= PassPort NTS =

PassPort is a type of LTR Trunked radio system designed by Trident Micro Systems, which consists of multiple radio repeater sites linked together to form a wide-area radio dispatch network.

==Purpose==
Radio signals have a limitation due to distance and terrain. If two radios are far apart, or there is a mountain in the way, they will not be able to communicate. To alleviate this, radio repeaters are installed on mountaintops to repeat the signal from one radio to another, or group of others. This is a standard repeater site. The signal is received by the repeater from the originating radio and re-broadcast so the receiving radio(s) can receive the radio signal. A repeater site gives approximately a 50-mile radius of coverage.
Trunk ed radio is a method of using a bank of channels (frequencies) to repeat for multiple "Talk Groups" or fleet of radios. Many Talk Groups can share the channels, without hearing each other's conversation. A Passport system combines both of these technologies as a network of linked repeaters over a wide area that repeat the signal from several mountaintops simultaneously.

==Operation==
A Talk Group, or fleet of radios, has a "Home Site". The talk group information, which consists of the talk group and radio IDs of a fleet, are stored in this site. When a user turns a radio on, it attempts to register on the Home Site based on the frequencies programmed in the radio. If the radio sees a signal from the home site, and the signal is of usable strength, it registers on the home site. If the radio cannot see the signal from the home site, it starts trying other programmed frequencies of other PassPort sites in the network. When the radio finds a site that has sufficient signal strength, it attempts to register as a "Roamer". The site that the radio is attempting to log on to query the home site for permission to register the Roamer radio. If permission is granted, the radio is registered to the remote site. After that, any voice traffic from the Talk Group of the roamer is not only repeated at the Home Site, but also to the remote site which the radio is registered. When the Roamer roams to a different site, or back to its home site, the Talk Group voice traffic ceases to be repeated at the first site the roamer registered to. The radio monitors signal strength constantly and when the strength falls below a set threshold, the radio starts searching for a site with a stronger signal. If the radio finds a stronger signal, it attempts to register to that site.

==Channels==
Each PassPort Trunked radio site has 3 important channels:
- A "Home" channel that carries voice traffic for units that are homed at this site.
- A "Group" channel that carries voice traffic for units that are roaming to this site.
- A "Collect" channel that is used by roaming units to register with the site.

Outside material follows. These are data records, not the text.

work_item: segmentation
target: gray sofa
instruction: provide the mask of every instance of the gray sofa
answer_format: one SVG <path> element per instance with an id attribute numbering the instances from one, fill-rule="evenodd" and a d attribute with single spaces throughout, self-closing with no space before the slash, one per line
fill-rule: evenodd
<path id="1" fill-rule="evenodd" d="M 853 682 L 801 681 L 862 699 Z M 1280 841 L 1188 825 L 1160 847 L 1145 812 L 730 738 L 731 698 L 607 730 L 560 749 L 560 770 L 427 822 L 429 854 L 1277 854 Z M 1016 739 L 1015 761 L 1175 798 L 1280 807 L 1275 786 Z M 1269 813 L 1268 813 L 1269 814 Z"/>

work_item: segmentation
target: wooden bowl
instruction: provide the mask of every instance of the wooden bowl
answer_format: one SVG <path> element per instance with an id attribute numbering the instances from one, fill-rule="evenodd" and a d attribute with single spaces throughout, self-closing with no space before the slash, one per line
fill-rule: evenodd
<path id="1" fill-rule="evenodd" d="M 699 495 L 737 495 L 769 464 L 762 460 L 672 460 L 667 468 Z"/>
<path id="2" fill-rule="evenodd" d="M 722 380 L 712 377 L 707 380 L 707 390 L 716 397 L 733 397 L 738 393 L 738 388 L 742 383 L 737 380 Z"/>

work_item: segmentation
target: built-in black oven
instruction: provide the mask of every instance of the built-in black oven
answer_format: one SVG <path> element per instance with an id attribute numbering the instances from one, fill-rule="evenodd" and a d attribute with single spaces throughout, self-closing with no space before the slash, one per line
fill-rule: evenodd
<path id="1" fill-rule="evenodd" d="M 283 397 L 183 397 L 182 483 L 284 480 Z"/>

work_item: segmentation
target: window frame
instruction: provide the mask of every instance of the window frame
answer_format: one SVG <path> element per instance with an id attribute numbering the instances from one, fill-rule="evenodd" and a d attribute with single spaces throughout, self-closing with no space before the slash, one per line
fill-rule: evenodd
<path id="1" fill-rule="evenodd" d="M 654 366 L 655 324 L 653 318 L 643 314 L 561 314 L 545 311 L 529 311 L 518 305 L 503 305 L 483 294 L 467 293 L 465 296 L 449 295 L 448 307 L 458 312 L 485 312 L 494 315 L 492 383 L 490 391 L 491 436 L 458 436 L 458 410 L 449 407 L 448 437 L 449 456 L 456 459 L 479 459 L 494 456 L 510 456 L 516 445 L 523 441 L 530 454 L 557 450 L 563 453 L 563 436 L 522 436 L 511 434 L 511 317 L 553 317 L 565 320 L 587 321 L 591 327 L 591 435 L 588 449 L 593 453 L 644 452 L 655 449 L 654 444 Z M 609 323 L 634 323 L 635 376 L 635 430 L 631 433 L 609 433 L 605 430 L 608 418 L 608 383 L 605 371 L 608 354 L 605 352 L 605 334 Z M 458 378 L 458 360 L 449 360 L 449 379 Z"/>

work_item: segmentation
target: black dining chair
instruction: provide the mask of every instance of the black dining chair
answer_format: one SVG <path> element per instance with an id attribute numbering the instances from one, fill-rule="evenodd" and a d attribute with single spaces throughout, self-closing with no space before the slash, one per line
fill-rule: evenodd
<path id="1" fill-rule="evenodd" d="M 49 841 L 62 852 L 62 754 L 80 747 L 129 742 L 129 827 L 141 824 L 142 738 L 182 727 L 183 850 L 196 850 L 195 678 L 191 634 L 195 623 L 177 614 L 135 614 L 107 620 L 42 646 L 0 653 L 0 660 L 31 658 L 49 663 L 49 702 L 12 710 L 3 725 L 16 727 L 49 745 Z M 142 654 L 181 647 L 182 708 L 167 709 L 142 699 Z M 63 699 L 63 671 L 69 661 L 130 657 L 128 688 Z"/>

The local home channel and Seed List are programmed into the radio by the dealer. When a radio registers on a site, whether it is a home or roam site, it is also given an "almanac" of nearby neighbor site frequencies via DFA broadcast (direct frequency assignment) allowing radios the ability to Roam in large Systems bigger than the Seed List capability or when System Frequency/Channel changes have occurred without having to physically reprogram the Radio. When the currently registered site signal drops below a programmed RSSI (receive signal strength indication) threshold, it first searches the DFA almanac frequencies for a better signal. As it exhausts the almanac, it starts on a "seed list" which are frequencies of all or most sites in the PassPort Radio network.

There are currently no Radio scanners available that will track a PassPort system.